Corpo diplomatico, società civile, giovani e catechisti

Presentando brevemente la situazione del paese, il presidente Tshisekedi aveva messo in evidenza aspetti positivi e situazioni di difficile soluzione. Illustrando la ricchezza delle culture e delle diverse etnie, non ha accennato alle difficoltà di farle convivenza. Francesco, invece, ha toccato il tema della difficoltà della convivenza etnica, sottolineando che va superata facendo leva sul proprio essere cristiani.

Se nel primo discorso al Corpo diplomatico e alla società civile Francesco aveva utilizzato l’immagine del diamante, nell’incontro con i giovani e i catechisti allo stadio ha usato l’immagine della mano, assegnando ad ogni dito un’identità particolare. Al pollice la preghiera (aspetto sul quale si è intrattenuto a lungo), all’indice la comunità (richiamando la necessità di superare le divisioni etniche), al medio l’onestà (con una chiara denuncia della corruzione).
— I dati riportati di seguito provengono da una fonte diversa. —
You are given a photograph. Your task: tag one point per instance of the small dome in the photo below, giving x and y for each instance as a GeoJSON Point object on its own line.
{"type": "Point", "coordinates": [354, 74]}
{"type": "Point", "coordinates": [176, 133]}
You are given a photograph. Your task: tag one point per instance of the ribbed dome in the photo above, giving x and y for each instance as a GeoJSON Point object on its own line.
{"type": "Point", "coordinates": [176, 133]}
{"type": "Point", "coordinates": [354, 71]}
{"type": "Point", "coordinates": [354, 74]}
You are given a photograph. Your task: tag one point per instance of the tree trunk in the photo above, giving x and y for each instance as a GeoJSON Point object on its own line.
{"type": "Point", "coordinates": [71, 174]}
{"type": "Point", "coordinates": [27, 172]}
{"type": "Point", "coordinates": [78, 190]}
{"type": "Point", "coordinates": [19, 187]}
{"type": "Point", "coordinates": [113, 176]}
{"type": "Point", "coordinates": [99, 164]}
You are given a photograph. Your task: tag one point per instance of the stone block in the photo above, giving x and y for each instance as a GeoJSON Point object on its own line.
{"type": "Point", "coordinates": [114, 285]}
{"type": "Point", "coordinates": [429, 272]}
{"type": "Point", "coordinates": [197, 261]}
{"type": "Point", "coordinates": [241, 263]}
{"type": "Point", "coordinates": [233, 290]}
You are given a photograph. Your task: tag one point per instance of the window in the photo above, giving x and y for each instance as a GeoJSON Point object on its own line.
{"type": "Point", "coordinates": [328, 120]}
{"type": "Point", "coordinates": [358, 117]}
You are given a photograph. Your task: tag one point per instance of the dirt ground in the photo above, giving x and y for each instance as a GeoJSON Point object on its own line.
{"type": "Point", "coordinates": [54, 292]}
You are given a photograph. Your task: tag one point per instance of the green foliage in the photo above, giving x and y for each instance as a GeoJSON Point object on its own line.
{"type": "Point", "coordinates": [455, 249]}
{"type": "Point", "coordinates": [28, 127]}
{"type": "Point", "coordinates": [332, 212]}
Va ricordato come a questo punto Francesco abbia fatto gridare più volte ai giovani lo slogan “no alla corruzione”. All’anulare ha legato il tema del servizio e al mignolo quello del perdono.

Le vittime della violenza e della guerra all’Est

Un momento molto carico di emozione e di commozione è stato l’incontro con dei rappresentanti delle vittime delle guerre tuttora presenti all’Est del paese, in Ituri, nel Nord e nel Sud Kivu.

Le esperienze terribili raccontate dalle vittime hanno reso il volto di papa Francesco molto triste e i suoi occhi lucidi. Le vittime hanno portato ai piedi della croce gli strumenti con i quali i carnefici hanno mutilato e ucciso (coltelli, lance, machete, martelli, uniformi militari…). Le loro storie sembrano impossibili, storie di orrore estremo.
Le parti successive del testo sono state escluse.